For the entire area, the comparable rental rate over the last 12 months is 1,047 AED/m², which is 13–15% lower than in the building itself. Across the area, the rental rate trend is clearly upward: from around 812 AED/m² at the end of 2023 to 849–897 AED/m² in 2024 and above 1,000–1,145 AED/m² by 2025–2026.

6. Yield comparison and fair value ranges

  • Actual gross yield (ROI) for Loci Residences (based on average rent and transaction price over 12 months): 1,208 / 8,827 = 13.7%
  • Actual ROI for the area: 1,047 / 15,122 = 6.9%

Taking into account standard transaction costs (7–8% entry costs), the net effective yield for the building will be around 12.7–12.9%. For the area, this figure will be 6.3–6.5%.

As a benchmark: for a purchase in this building to deliver an “investment-fair” yield of 7–8% per annum, the fair price range per m² would be around 15,100–17,300 AED/m² (i.e. at or above the average price for the area). Actual current deals are closing with a substantial premium in rental yield, which reflects strong investment appeal for rental business, but may indicate discounted sale values (or artificially elevated rental rates at the start of operation).

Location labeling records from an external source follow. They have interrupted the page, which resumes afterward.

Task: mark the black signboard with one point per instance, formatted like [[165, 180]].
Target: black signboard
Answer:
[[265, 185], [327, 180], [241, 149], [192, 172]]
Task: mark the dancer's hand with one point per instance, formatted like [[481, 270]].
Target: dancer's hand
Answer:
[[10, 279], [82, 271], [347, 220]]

7. Conclusions on outlook and liquidity

— According to DLD data, Loci Residences is clearly a higher-yielding asset for a rental investor compared with typical apartments in Al Barsha South Fourth, which is evident both from the average transaction price and from the rental rate.
— Resale prices in the building are still noticeably below the area’s average, creating an entry point for yield-focused investors. However, one should factor in the typical effect for new buildings: early transactions are often cheaper, and rental rates may adjust once occupancy stabilises.
— Liquidity in both the building and the area is very high; the number of sales and lease contracts suggests the property is in strong demand among both buyers and tenants.
— It is doubtful that the current double-digit yield will be sustained over a 3–5 year horizon: convergence towards area-level returns (6–8% per annum) is likely. The continued price growth in the area over the last 2 years supports a positive view on capital appreciation prospects, but the current “gap” (the building being much cheaper than the wider area) may narrow over time.